Hughes often immerses us in grime and squalor, and his olfactory and auditory senses are unerring. He is a master of the telling detail that crystallizes a whole character: Norman Mailer marching into a Brooklyn Heights bank wearing a combat jacket and T-shirt and clutching a massive royalty check; Hart Crane drawing inspiration from Ravel’s “Boléro” during ecstasies of composition. Yet he offers much more than a portrait gallery. The historical backdrop never fades from view, and Hughes is at pains to identify exact locations, right down to numbered addresses. From this determined specificity arises a sense of historical continuity, as author after author treads the same streets and finds significance in the same objects of experience.
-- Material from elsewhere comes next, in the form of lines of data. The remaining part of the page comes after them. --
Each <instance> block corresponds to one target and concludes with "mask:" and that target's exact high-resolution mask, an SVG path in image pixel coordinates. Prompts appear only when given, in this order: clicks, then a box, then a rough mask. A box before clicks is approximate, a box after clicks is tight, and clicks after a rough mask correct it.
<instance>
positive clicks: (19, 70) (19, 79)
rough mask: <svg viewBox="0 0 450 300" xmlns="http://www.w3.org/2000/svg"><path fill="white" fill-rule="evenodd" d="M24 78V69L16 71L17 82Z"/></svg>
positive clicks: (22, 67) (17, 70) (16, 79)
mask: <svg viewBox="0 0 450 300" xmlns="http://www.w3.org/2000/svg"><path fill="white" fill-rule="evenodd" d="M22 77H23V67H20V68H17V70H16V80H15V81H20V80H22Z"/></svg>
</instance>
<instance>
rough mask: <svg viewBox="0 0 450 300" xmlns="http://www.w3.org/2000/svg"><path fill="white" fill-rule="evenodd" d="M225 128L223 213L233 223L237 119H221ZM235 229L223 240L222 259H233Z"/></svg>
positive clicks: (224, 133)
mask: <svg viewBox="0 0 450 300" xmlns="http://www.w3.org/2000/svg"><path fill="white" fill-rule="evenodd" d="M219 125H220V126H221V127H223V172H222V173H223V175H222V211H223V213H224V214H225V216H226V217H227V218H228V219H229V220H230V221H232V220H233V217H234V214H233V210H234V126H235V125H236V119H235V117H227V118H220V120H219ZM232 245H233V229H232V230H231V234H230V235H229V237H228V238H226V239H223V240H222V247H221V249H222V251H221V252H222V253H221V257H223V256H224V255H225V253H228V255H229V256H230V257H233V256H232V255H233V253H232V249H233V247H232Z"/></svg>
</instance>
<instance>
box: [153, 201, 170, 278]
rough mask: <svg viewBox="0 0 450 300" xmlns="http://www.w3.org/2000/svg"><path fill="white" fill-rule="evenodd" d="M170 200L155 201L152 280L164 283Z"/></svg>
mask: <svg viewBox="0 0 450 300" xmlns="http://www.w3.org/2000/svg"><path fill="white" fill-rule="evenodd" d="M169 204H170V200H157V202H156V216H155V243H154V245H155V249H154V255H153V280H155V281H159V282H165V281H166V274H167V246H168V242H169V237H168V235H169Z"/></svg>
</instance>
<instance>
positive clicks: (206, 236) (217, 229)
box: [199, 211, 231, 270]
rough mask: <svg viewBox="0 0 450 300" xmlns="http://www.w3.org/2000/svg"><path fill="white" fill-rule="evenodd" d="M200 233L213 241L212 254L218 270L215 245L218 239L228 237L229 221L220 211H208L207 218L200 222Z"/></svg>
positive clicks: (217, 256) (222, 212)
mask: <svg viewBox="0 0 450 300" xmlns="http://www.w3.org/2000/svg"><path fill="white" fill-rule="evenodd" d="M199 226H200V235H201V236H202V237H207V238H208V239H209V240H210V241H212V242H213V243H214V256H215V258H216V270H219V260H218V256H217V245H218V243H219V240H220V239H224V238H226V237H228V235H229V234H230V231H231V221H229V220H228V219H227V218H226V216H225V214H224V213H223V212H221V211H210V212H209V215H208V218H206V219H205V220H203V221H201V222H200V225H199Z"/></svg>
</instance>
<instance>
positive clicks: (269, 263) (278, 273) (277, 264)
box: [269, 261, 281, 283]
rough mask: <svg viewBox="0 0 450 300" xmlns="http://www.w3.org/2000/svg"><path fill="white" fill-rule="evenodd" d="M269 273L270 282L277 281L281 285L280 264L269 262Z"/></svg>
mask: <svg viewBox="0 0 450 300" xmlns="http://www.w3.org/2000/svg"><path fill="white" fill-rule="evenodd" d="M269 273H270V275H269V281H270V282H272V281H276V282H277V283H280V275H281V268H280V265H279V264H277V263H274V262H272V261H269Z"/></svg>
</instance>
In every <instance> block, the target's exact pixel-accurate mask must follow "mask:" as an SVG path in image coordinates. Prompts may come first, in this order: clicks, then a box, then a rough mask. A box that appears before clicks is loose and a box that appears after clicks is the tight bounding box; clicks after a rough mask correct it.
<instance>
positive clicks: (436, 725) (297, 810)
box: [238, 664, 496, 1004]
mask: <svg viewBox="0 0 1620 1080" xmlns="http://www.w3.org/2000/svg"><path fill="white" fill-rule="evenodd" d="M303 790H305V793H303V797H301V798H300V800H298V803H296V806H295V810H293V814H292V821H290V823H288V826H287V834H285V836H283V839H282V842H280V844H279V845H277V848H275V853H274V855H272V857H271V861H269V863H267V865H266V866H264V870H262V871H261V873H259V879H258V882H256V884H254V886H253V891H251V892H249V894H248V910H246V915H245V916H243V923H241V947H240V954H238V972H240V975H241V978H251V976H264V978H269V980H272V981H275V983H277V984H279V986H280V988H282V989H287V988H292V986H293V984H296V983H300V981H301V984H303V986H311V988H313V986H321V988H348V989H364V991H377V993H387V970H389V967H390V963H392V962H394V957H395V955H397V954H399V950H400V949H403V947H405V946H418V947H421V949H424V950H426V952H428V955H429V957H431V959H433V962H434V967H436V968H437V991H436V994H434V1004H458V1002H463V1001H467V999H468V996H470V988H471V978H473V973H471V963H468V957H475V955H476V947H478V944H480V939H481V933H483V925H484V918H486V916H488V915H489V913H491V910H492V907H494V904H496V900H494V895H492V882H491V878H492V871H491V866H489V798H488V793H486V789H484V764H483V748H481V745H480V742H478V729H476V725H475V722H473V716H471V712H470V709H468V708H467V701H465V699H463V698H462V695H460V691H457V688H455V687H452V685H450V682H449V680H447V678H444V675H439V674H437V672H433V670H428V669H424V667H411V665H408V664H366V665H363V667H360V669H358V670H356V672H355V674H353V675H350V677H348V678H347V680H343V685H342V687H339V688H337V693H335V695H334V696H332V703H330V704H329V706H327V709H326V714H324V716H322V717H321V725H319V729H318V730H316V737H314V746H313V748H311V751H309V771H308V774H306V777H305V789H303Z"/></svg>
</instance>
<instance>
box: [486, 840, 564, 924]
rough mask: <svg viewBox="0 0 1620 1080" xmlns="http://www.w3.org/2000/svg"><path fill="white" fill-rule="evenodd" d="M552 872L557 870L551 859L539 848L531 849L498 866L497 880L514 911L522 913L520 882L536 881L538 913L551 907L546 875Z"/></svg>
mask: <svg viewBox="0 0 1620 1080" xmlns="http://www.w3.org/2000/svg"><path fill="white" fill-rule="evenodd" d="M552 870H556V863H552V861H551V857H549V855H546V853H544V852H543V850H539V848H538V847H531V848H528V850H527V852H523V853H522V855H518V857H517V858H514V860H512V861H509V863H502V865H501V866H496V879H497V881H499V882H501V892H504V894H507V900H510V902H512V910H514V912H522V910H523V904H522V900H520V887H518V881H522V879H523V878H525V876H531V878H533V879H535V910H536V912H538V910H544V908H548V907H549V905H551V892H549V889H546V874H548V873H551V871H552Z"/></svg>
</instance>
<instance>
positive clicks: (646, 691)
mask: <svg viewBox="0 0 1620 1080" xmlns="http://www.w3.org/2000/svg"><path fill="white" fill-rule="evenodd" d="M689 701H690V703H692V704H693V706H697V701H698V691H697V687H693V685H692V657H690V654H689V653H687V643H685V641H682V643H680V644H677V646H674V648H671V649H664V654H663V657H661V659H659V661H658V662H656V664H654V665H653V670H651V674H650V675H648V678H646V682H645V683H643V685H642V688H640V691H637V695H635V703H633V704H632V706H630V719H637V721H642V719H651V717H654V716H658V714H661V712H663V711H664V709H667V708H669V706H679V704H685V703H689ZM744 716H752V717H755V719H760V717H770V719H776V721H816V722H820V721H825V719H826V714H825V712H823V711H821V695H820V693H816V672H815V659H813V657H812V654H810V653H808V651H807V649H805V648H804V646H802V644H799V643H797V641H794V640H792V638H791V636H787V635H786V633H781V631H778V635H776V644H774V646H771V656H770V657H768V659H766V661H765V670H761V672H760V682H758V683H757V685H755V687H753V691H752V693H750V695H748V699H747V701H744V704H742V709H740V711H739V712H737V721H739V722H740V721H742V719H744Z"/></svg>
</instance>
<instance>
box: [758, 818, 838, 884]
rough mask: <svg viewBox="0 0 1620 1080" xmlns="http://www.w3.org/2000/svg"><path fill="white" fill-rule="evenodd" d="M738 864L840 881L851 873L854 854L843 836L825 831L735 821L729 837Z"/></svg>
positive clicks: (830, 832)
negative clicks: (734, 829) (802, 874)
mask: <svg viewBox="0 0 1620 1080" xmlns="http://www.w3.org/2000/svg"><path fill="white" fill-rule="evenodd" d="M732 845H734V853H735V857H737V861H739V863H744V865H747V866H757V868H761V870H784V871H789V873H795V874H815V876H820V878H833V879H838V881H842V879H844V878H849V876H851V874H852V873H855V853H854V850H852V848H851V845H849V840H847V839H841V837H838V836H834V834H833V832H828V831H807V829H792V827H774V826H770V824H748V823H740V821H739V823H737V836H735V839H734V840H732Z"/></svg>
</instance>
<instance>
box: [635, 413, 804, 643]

Wolfe’s private descriptions of Brooklyn, Hughes tells us, “are eerily similar to both Whitman’s and Crane’s.” As often as he emphasizes each writer’s uniqueness, Hughes makes comparisons and draws parallels.

Most uncanny of all is that Crane, we learn, unwittingly composed much of his modernist epic The Bridge in the very room in Brooklyn Heights from which Washington Roebling, architect of the Brooklyn Bridge, had overseen its construction. In all but the most magical realist of novels, this would beggar belief. But we begin to see what Hughes is after: a gathering picture of the borough as it has been described by generations of poets and novelists, from Whitman and Crane to Jonathan Lethem, Colson Whitehead, and Jennifer Egan. “In Brooklyn, the story of the place is legible,” Hughes writes. We owe much of that legibility to Brooklyn’s writers.